Перед ним сидела старуха на вёслах, упираясь босыми ногами в мутную воду, стоящую ей почти до щиколоток в которой плавала рыбья чешуя , кусочки водорослей и прочий мусор.Стопы, усеянные язвами от солёной воды, упирались ротмистру в колени и ему стало мерзко.
— Где я?- спросил ротмистр с хрипом.
— Одеса, паря…Плыл? Спасался?А откуда же?
— Из Феодосии я.
Старуха положила вёсла на борта и подползла к ротмистру с флягой, сделанной из сушёной тыквины.
Ротмистр хлебнул воды. Хлебнул ещё раз и схватил старуху поперёк запястья, чтобы допить, но та оторвалась от него с не женской силой.
— Ну! Добре, добре…Вижу, что сильный. Вот тебя как протащило то…Да ты не бойся. У нас тихо теперя. Стреляют ещё, а я в роще, в заросле живу. Там тихо отлежишься, вылечу тебя. Сынком мне будешь. Сынком, а то мой пропал совсем. А где пропал, как там…кто теперь разберёт?
Ротмистр уронил руки.
— Рули, бабка, в море. Мне тут не жить.
— Зачем же в море? Почто в море?- испугалась старуха и глаза её открылись широко и удивлённо.- Помирать, мабуть, хочешь, соколик?А там помрём, в море то.
— Скорее помрём мы тут, бабка. Я так и помру точно.
— А что там у тебя? В мешочке?- кивнула старуха.- Награды?
— Какие там, старая…зубы золотые.
Старуха молча села на вёсла и опустила их в воду. Лицо её было обижено. Вот-вот заплачет.
— Стало быть, душегубца я вытащила…
— А кто в наше время не душегубец?
— Ты скинь это добро в море, соколик. Скинь.- сказала старуха, шепелявя за полным отсутствием нижних зубов. — Не треба они тебе.
— Почём ты знаешь, ведьма? Рули же в море. Подадимся в Турцию, а там вертай обратно, коли хочешь. А коли нет…- ротмистр привстал на локтях.- Так вот гляди.
Старуха за эти пару лет многое повидала. Не особо она испугалась этих слов. Ибо вот если бы она рулила в море- то смерть им обоим. А на берегу бы спаслись. Как бог бы решил, но тут решал ротмистр.
— Да в море что ли, зараз плыть? Соколик, не с глузду съехал ты?- спросила старуха растерянно и дунула на седые патлы, брошенные ветром на вспотевший, жирный и грязный свой лоб.
— В море. — выдохнул ротмистр, задрожав от лихорадки.- Я тебе… я тебя…отдам тебе это золото. Бери…
Старуха покачала головой, отвела глаза с длинными белыми ресницами в сторону и пробежала взглядом по бугоркам играющих волн, полных искрами молодого, утреннего солнца.
— Пойдём, в море…спи, соколик, спи… сыночком мне будешь…
— Да я тебя, старая калоша…- ответил сквозь сон ротмистр.

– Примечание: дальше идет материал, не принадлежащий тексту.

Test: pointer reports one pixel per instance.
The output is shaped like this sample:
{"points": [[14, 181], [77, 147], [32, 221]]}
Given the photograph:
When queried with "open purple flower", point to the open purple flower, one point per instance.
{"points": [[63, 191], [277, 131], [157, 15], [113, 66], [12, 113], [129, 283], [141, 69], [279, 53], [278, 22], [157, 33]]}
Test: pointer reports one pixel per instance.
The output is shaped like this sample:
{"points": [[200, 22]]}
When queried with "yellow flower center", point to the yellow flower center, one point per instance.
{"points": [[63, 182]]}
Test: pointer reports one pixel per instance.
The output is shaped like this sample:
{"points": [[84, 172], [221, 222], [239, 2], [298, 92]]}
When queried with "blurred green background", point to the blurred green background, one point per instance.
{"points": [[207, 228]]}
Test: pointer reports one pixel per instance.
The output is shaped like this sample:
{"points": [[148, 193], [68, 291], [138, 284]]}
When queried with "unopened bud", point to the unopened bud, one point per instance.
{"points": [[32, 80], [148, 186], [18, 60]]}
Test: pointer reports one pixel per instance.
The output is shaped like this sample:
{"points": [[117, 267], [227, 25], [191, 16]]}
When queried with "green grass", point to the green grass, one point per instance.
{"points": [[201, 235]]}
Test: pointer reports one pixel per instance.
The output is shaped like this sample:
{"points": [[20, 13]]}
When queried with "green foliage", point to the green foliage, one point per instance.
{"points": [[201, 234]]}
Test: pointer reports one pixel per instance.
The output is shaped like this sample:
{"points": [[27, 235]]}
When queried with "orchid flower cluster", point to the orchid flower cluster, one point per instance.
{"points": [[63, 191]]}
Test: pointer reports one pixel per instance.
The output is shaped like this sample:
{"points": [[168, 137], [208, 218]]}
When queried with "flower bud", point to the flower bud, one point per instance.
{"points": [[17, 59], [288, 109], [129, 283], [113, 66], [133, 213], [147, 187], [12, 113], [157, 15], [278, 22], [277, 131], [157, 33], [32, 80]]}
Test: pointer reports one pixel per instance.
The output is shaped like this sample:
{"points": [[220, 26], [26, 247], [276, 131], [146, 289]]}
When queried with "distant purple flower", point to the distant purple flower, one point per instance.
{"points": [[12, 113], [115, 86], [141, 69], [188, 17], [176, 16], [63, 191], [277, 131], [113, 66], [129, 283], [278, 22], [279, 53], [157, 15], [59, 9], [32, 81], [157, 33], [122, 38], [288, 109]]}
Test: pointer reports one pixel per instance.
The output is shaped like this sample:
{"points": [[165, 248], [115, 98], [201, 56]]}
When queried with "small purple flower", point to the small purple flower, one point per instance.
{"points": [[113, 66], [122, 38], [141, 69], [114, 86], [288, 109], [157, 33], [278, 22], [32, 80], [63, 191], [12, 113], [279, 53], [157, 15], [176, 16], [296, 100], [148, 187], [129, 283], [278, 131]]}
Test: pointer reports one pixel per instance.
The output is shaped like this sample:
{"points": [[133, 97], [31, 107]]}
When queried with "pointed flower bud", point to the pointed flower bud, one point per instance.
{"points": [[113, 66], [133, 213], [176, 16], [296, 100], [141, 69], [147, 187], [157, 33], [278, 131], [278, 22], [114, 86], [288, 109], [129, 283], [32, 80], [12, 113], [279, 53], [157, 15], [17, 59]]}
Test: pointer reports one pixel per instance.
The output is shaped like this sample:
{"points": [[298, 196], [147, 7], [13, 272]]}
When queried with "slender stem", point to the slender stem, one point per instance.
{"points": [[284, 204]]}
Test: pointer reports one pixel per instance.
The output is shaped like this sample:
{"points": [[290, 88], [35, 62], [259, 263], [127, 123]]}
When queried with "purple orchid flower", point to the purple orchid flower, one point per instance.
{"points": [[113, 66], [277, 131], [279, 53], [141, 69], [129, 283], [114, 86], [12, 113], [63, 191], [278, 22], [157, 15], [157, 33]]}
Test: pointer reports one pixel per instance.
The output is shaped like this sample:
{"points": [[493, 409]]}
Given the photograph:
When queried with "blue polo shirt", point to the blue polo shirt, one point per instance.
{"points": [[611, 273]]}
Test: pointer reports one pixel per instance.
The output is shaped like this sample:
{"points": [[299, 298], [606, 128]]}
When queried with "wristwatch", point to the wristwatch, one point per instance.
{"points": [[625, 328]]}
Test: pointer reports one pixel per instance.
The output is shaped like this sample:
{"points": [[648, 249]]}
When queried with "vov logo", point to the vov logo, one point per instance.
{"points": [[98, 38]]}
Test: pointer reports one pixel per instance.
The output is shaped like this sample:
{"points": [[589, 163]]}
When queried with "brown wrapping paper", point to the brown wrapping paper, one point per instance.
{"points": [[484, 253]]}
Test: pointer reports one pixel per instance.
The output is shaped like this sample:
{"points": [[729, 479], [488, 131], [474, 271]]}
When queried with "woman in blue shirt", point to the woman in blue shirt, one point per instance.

Лодка зажурчала, закачалась и укачала ротмистра. Укачала, колыбельно, ласково. Долго старуха смотрела на лицо спящего ротмистра с пылающими красными щеками. На его длинное измождённое лицо со шрамом вдоль лба, на синие круги, залёгшие под злыми, цепкими глазами. Подошла на сухих ногах, приглядываясь — спит ли? Вытащила весло из уключины и со всей силы, наметясь ребром лопасти ударить несколько раз его по переносице, а потом сволочить в воду.

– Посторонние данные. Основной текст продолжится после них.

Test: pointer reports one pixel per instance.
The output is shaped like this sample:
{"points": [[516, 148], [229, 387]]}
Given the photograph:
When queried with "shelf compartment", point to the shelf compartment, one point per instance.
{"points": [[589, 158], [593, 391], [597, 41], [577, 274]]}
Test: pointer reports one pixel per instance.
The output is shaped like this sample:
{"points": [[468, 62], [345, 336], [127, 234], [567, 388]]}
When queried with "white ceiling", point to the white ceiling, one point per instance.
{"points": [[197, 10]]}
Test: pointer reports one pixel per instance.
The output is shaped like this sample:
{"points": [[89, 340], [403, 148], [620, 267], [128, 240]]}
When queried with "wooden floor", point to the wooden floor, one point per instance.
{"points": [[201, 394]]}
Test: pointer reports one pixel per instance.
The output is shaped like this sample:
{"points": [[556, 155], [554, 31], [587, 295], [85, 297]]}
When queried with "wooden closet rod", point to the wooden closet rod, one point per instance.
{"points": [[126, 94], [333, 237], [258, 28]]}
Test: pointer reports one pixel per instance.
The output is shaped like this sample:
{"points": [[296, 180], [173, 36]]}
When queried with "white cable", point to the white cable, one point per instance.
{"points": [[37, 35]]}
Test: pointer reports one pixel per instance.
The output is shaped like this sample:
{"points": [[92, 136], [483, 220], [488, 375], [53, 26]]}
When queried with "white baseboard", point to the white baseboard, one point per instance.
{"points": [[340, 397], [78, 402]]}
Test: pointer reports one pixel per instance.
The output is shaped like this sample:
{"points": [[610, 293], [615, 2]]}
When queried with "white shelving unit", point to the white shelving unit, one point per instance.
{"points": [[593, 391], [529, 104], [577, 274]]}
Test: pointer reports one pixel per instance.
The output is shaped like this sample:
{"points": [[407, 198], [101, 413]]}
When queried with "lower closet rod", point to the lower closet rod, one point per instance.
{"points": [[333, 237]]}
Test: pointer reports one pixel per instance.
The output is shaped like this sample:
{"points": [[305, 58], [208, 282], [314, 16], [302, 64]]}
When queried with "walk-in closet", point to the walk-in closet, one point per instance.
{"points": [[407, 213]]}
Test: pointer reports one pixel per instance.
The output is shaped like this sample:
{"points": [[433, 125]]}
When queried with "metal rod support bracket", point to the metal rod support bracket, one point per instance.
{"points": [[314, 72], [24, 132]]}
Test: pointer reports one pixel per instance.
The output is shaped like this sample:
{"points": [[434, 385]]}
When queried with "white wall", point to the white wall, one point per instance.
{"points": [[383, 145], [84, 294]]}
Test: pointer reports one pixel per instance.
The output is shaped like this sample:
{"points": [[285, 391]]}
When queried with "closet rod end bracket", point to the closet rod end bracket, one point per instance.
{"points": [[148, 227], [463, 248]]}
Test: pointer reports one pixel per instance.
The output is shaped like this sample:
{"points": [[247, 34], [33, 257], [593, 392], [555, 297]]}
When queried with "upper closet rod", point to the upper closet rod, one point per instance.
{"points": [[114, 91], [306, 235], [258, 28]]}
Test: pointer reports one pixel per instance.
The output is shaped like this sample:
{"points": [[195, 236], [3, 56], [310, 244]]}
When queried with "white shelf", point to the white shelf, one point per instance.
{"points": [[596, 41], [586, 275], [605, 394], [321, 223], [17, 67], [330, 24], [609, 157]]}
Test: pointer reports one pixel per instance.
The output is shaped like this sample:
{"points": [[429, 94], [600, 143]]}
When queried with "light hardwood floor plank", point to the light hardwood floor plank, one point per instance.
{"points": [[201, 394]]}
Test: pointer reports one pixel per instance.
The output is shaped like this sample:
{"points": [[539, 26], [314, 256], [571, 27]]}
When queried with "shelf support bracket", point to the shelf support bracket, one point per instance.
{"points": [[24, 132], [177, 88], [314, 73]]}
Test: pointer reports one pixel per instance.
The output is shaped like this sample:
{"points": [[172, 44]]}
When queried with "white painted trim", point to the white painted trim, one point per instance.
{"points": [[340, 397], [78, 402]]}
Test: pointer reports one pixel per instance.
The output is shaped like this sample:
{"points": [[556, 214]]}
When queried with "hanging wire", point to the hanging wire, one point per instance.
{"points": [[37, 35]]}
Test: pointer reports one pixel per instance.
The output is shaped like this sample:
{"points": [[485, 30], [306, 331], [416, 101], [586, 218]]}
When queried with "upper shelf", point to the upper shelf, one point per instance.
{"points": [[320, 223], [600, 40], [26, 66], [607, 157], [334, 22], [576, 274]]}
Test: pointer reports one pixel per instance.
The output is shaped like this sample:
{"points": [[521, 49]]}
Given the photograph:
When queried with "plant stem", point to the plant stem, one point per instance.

Но ротмистр уже отпылал, сжимая мешочек в руках.Глаза его остановились.Улыбка осветила лицо.Он весь сжался, как синий цыплёнок, только что опалённый над соломой.
Старуха опустила весло, постояла над ним, качая головой.
— Сыночек, сыночек…- сказала она и уперевшись ногами в борта лодки, сволокла его в воду вместе с сетями.
Ротмистр безответно пошёл на дно. Белый мешочек, привязанный к портам, исчез в глубинах.
— Стала кров, як — мертвого, и всяка душа жива вмерла, що в море… — прошамкала старуха и, вернув весло на место, развернулась к берегу.